Kalau kembali pada narasi Bung Tomo,
sebuah pengabdian yang luar biasa memang dia lakukan. Lalu pertanyaannya,
mengapa semangat Bung Tomo dan kawan-kawan, jarang dipetik oleh kita yang
sekarang ini? Andaikan semua elemen bangsa ini mewarisi setengah saja dari
semangat arek 10 November Surabaya untuk bangsa ini, maka bangsa ini akan
sangat besar.
Sikap
Pahlawan Kekinian
Bagi penulis, bersikap pahlawan k
ekinian
tidaklah harus berperang melawan musuh-musuh bangsa dengan bom, parang, keris
atau bambu runcing seperti pahlawan pada masa dahulu, karena dengan alasan
sederhana, bangsa ini tidak sedang berperang mengangkat senjata. Bukankah arti
pahlawan itu adalah orang yang menampakkan dirinya karena keberanian dan
pengorbanannya dalam membela kebenaran? Bukankah makna pahlawan itu adalah
pejuang yang gagah berani? Bukankah makna kepahlawanan tak lain adalah perihal
sifat pahlawan seperti keberanian, keperkasaan, dan kerelaan berkorban?

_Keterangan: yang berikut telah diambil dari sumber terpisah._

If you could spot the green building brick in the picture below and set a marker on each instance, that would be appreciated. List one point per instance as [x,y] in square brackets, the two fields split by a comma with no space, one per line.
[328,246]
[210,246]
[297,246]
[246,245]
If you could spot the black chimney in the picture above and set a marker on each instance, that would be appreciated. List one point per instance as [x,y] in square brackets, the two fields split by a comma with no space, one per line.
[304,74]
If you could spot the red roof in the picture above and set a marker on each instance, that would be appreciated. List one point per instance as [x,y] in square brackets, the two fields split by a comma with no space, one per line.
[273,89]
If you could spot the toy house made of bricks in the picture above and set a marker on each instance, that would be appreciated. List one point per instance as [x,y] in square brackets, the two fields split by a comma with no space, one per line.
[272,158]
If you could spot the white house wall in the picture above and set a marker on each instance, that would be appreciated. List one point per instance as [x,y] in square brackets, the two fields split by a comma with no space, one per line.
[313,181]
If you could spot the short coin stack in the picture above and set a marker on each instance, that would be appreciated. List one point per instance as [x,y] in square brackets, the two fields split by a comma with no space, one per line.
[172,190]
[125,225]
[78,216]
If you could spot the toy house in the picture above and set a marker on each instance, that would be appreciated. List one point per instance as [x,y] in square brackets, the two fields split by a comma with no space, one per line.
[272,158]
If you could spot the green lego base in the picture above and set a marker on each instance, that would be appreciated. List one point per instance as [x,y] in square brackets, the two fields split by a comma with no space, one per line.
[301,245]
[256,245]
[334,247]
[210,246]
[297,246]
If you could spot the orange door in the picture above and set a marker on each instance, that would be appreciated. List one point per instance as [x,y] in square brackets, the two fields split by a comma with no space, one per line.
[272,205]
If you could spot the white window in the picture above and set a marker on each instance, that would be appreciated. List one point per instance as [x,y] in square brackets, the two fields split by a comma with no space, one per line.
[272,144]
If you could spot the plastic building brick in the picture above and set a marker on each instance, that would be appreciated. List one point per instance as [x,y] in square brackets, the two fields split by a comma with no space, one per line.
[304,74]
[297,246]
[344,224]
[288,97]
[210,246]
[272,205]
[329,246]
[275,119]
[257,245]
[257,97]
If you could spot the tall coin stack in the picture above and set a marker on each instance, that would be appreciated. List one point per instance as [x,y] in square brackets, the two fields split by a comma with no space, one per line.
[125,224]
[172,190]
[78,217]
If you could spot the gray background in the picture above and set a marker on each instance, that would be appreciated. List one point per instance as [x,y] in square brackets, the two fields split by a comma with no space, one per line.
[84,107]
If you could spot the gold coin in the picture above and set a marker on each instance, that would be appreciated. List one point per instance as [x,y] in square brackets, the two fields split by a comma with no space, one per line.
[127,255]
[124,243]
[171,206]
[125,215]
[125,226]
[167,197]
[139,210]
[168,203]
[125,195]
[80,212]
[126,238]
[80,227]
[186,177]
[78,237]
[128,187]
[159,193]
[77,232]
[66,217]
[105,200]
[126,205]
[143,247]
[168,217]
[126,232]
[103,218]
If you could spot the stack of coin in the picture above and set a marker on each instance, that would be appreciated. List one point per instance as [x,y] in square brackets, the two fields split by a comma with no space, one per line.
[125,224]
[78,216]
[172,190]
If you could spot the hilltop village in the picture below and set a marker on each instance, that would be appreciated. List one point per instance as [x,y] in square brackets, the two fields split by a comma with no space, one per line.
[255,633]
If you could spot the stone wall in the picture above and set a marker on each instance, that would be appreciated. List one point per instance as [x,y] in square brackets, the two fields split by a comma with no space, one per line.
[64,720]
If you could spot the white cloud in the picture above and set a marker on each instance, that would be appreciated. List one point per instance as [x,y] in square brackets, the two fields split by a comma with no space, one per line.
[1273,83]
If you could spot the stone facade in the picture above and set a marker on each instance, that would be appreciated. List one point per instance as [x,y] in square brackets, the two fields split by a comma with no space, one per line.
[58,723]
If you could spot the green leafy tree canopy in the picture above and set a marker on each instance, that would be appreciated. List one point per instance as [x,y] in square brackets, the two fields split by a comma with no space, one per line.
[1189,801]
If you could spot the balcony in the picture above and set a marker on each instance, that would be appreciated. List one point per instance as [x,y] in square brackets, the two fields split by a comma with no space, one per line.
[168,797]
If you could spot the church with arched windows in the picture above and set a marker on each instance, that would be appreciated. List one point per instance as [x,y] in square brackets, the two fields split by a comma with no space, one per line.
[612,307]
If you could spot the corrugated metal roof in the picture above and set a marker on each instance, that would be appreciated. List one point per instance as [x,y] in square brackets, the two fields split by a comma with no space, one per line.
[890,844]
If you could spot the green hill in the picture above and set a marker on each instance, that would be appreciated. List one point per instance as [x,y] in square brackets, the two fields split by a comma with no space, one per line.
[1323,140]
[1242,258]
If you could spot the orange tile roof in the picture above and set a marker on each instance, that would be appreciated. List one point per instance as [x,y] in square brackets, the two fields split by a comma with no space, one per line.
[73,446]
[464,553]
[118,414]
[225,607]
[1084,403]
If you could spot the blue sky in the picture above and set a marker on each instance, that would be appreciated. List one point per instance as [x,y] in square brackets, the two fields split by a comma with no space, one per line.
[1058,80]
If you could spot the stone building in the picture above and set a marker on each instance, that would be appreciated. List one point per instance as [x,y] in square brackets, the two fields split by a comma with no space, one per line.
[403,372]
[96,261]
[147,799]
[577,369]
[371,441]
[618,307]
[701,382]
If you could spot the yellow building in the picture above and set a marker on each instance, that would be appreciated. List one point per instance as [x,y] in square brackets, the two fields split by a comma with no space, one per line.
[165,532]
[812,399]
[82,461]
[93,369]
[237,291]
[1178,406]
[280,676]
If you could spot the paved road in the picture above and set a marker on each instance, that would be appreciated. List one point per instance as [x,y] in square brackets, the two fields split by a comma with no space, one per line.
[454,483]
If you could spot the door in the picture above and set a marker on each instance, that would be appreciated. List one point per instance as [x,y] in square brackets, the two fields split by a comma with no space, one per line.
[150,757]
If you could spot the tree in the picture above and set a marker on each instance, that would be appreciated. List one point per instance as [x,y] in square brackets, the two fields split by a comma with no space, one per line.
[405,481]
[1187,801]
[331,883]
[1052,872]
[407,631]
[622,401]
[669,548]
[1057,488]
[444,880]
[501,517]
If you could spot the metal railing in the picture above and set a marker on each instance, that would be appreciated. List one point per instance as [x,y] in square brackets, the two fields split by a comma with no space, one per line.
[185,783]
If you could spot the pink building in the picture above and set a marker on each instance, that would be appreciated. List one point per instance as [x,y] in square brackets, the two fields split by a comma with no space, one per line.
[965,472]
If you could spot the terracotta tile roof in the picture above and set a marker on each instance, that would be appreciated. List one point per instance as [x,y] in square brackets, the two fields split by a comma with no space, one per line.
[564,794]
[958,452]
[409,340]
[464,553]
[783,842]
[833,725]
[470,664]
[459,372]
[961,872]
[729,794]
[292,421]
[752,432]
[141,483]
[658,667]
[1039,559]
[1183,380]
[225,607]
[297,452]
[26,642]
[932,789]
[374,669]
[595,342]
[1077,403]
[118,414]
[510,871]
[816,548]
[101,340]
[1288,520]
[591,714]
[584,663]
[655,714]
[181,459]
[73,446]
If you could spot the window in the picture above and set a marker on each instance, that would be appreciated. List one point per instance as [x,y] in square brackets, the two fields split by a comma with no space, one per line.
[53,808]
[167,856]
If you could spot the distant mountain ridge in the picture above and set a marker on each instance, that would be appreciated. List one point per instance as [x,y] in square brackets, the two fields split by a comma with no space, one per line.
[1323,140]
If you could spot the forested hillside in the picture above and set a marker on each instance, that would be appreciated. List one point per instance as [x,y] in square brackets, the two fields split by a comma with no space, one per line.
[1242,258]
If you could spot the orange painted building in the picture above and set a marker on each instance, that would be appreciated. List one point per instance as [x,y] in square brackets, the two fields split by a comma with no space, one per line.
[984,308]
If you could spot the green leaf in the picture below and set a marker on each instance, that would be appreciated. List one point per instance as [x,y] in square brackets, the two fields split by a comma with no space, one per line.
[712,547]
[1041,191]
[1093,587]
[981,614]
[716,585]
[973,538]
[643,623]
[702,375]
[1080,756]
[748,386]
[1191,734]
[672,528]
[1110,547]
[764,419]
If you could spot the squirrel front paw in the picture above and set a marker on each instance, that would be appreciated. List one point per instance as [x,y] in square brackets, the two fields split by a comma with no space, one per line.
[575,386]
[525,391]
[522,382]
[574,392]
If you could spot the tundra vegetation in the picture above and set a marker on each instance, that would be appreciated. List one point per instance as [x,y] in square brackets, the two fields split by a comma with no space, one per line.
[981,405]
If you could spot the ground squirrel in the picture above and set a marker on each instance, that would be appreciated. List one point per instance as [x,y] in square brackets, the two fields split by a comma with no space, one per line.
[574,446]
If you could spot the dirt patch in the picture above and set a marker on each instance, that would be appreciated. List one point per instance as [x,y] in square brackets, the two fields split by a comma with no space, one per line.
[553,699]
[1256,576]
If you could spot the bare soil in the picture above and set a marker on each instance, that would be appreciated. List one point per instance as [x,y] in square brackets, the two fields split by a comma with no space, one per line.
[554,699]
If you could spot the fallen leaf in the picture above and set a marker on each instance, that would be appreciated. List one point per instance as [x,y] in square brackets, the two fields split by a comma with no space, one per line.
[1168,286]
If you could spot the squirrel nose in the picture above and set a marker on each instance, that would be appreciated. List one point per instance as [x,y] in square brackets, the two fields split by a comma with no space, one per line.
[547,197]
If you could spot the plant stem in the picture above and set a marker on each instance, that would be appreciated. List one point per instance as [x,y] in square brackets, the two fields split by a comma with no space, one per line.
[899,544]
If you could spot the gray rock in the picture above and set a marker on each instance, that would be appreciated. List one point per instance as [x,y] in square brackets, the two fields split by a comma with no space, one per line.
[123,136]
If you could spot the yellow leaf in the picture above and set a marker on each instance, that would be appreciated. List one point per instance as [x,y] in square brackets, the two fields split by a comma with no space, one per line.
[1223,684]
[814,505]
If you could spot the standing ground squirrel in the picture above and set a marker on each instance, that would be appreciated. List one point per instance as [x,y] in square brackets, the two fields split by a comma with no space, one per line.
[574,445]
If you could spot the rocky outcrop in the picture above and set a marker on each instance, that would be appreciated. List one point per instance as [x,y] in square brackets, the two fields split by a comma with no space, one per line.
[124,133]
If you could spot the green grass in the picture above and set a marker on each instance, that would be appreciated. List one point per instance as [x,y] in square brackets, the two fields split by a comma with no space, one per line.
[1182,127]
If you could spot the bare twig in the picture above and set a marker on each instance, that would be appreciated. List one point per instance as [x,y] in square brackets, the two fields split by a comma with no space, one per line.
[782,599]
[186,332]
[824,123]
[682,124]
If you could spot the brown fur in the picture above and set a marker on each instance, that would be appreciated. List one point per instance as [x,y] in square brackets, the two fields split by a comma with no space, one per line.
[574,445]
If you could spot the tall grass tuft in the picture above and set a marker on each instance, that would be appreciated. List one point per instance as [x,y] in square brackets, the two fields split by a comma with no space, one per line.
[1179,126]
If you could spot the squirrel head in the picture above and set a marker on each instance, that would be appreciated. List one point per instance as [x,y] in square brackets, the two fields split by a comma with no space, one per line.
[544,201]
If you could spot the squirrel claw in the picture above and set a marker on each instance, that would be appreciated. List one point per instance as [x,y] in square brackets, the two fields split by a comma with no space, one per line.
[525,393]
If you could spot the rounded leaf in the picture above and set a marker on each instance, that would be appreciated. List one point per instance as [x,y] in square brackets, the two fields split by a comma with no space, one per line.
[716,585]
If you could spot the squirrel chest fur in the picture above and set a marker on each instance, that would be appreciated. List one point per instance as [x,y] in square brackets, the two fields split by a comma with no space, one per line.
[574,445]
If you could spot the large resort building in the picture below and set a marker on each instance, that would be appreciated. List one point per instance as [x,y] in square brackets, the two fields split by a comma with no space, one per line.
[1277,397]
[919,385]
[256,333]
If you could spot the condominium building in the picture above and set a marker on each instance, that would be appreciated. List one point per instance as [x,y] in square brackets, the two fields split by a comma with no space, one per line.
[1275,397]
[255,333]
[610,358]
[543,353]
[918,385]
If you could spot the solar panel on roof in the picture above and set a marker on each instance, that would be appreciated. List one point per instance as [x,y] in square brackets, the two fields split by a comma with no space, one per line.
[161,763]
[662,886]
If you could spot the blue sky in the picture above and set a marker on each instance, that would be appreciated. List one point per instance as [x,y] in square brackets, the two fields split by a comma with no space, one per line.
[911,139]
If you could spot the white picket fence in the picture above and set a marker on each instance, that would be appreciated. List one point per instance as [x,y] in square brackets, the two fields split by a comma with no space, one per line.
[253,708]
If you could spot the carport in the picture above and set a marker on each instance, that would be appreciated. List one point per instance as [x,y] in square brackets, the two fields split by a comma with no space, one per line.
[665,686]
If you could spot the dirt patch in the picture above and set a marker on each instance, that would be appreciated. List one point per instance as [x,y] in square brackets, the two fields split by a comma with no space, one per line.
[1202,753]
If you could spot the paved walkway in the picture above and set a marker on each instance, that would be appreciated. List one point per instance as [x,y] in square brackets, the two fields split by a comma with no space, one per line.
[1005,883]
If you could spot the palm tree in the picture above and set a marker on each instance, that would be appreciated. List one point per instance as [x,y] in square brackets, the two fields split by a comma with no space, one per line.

Bila demikian, maka jiwa kepahlawanan
akan tumbuh pada diri kita ketika kita benar-benar memaknai arti kata pahlawan
itu sendiri. Oleh karena itu, pada refleksi hari Pahlawan tahun ini, penulis
masih mempunyai optimisme yang kuat dalam sanubari, bahwa akan terus muncul
generasi muda yang berani dalam mengatakan sebuah kebenaran, akan terus lahir
anak muda sebagai ksatria yang berani berkorban untuk bangsa dan negaranya.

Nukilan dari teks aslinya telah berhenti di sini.